Daniel Lamont et James Norton
C’est l’histoire d’un papa célibataire qui aime son petit garçon de 3 ans d’un si grand amour qu’il décide de choisir avec lui la maman idéale pour quand il ne sera plus là afin de veiller sur lui. Quête impossible du foyer idéal que vont mener de concert le père et le fils, en rencontrant des mères de famille prêtes à nourrir une bouche de plus parmi leur couvée. Voici un film tout simple qui joue sur la pudeur des sentiments et ces mots que l’adulte n’arrive pas à prononcer, face à cet enfant trop jeune pour comprendre qu’il cherche à lui dire adieu en lui laissant des souvenirs de lui. De ce sujet ô combien délicat qui pouvait prêter au mélodrame larmoyant, le réalisateur britannique d’origine italienne Uberto Pasolini (nommé à l’Oscar en 1998 comme producteur de The Full Monty) tire un film déchirant qui repose pour une bonne part sur la composition toute en retenue de James Norton, dans le rôle difficile d’un homme humble et taiseux à qui sa pudeur naturelle interdit de révéler le secret trop pesant qui l’écrase : il va mourir et ne veut pas que son fils unique en souffre. Dès lors, tout l’art de la mise en scène consiste à éviter le pathos en jouant sur la complicité entre ces deux personnages qui n’ont pas toujours besoin des mots pour communiquer, mais plutôt de gestes qui s'apparentent à une transmission tactile.
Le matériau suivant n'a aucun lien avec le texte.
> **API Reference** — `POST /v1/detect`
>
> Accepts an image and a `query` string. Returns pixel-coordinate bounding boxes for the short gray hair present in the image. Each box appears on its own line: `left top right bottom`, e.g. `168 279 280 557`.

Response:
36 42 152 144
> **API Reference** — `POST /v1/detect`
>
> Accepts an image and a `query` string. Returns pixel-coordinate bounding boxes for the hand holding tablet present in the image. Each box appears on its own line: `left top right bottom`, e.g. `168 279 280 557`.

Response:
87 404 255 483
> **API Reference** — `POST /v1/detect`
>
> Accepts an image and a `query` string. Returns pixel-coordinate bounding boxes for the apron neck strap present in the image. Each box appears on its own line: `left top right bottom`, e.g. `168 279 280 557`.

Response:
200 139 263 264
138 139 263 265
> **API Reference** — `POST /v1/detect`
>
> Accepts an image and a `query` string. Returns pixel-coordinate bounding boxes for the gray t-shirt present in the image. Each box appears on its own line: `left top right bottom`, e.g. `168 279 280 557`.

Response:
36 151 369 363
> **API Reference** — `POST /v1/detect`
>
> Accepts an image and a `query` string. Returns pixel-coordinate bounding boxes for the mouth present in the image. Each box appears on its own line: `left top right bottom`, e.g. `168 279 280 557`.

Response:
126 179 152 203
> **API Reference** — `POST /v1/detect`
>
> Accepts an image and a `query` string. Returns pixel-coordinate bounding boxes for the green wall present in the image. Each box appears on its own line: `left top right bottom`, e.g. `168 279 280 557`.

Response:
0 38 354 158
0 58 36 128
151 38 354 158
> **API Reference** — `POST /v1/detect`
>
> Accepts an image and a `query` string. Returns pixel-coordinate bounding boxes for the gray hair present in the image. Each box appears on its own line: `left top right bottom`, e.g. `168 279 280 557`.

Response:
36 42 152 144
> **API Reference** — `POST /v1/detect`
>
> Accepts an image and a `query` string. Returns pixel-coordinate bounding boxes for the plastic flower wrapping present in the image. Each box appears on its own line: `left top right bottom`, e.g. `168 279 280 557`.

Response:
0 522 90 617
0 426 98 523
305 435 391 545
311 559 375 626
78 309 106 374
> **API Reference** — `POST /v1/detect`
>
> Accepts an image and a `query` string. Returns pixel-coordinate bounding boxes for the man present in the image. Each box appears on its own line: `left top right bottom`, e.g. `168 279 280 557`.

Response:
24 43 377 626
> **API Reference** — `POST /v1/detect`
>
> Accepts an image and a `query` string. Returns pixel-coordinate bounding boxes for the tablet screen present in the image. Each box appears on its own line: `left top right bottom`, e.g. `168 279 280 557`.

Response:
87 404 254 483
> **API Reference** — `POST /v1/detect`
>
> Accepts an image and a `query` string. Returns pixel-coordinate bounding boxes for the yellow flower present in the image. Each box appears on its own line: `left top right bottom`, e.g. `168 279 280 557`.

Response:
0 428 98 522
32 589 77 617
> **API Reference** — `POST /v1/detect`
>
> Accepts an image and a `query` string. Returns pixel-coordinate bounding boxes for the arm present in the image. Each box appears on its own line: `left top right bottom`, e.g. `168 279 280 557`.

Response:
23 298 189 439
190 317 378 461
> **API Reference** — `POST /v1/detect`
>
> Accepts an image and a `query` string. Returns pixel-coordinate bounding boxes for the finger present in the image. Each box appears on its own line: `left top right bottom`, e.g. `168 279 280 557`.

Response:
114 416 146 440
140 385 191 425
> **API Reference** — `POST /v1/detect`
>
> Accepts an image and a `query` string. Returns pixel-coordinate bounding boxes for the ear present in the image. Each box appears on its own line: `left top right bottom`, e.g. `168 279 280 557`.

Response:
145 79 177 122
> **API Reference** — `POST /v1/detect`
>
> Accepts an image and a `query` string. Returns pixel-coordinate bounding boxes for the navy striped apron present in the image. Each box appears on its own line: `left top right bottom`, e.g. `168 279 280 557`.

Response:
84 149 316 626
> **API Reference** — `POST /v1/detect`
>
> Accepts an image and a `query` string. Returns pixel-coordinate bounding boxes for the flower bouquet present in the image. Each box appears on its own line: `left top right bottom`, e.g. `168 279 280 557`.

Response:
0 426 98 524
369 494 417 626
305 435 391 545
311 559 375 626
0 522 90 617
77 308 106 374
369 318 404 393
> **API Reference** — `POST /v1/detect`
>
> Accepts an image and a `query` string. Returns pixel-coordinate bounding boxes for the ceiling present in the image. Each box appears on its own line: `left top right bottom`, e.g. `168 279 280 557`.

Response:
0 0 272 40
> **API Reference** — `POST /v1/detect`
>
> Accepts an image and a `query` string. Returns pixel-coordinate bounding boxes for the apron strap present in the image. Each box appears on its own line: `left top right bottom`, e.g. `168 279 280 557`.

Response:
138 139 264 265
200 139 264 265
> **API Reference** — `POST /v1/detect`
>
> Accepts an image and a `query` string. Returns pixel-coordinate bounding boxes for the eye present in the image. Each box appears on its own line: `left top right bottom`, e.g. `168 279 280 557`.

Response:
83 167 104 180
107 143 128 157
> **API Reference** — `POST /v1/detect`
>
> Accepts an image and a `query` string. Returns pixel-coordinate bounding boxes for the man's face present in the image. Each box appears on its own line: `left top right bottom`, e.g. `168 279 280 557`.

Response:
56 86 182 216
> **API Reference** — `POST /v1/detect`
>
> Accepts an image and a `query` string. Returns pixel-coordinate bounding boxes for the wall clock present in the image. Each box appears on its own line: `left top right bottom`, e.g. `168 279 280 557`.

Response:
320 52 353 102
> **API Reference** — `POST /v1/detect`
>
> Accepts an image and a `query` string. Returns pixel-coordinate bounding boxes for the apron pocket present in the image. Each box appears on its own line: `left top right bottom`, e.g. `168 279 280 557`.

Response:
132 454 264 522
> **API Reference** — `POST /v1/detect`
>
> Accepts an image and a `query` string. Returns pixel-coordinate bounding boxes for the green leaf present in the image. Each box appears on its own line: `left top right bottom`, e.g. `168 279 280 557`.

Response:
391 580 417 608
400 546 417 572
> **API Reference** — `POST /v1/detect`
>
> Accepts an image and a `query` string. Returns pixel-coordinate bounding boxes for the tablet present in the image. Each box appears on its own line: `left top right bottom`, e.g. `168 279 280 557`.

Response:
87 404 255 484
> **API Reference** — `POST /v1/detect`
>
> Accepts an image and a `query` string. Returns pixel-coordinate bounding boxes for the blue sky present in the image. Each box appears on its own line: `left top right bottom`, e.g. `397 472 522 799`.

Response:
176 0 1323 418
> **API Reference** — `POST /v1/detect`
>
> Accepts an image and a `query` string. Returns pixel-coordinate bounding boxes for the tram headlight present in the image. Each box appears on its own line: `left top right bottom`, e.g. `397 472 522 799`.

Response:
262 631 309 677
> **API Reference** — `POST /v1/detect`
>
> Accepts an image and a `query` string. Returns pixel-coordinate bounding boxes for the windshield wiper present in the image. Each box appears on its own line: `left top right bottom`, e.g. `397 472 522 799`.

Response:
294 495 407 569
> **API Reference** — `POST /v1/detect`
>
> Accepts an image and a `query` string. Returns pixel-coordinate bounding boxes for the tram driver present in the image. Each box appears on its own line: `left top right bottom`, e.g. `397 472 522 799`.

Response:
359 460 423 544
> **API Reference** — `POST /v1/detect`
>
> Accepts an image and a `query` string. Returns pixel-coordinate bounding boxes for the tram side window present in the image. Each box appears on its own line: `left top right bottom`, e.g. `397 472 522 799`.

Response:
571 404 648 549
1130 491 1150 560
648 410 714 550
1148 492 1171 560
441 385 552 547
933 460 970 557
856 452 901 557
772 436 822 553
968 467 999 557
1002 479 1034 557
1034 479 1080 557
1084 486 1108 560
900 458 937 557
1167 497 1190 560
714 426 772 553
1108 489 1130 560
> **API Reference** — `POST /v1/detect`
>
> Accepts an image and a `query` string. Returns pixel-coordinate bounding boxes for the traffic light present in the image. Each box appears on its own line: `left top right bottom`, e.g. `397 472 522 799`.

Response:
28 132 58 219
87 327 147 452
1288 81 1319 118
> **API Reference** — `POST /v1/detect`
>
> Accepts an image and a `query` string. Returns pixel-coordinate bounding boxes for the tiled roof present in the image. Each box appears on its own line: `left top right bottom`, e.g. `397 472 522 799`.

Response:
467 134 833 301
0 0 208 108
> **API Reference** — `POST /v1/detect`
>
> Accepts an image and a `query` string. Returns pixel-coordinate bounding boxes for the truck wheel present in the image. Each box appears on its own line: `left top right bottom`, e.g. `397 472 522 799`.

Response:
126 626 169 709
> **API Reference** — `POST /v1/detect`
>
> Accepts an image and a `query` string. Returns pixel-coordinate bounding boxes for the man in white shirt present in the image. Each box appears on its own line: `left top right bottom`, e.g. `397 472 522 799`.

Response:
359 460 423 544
Daniel Lamont et James Norton
S’il fallait définir d’un mot le sentiment qui gouverne Un endroit comme un autre, celui de tendresse s’imposerait. Avec ce troisième film en tant que réalisateur, Pasolini (qui est le neveu de… Luchino Visconti !) atteint une sorte d’épiphanie et rejoint au panthéon des cinéastes habiles à traiter de l’enfance des experts tels que Truffaut, Pialat ou Comencini. Jamais il ne succombe à la facilité ou ne cède à la tentation du tire-larmes. Les échanges entre l’adulte et l’enfant sont ceux d’un homme peu habitué à manipuler les mots et d’un gamin en phase d’apprentissage verbal qui réussissent à s’apprivoiser en trouvant un langage commun où les gestes les plus simples revêtent une fonction fondamentale. Ce que ses personnages ne peuvent exprimer par des phrases, la mise en scène le souligne par des détails infimes, sans jamais rien appuyer et en évitant la double tentation de l'emphase et de la manipulation. Le fossé est trop abyssal entre cet homme en sursis (campé tout en silences éloquents par le formidable James Norton) et cet enfant dont il cherche à sauvegarder l’insouciance, sans toujours savoir jusqu’où il peut se confier à lui sans briser son innocence. C’est tout l’enjeu de ce film magnifique et vibrant.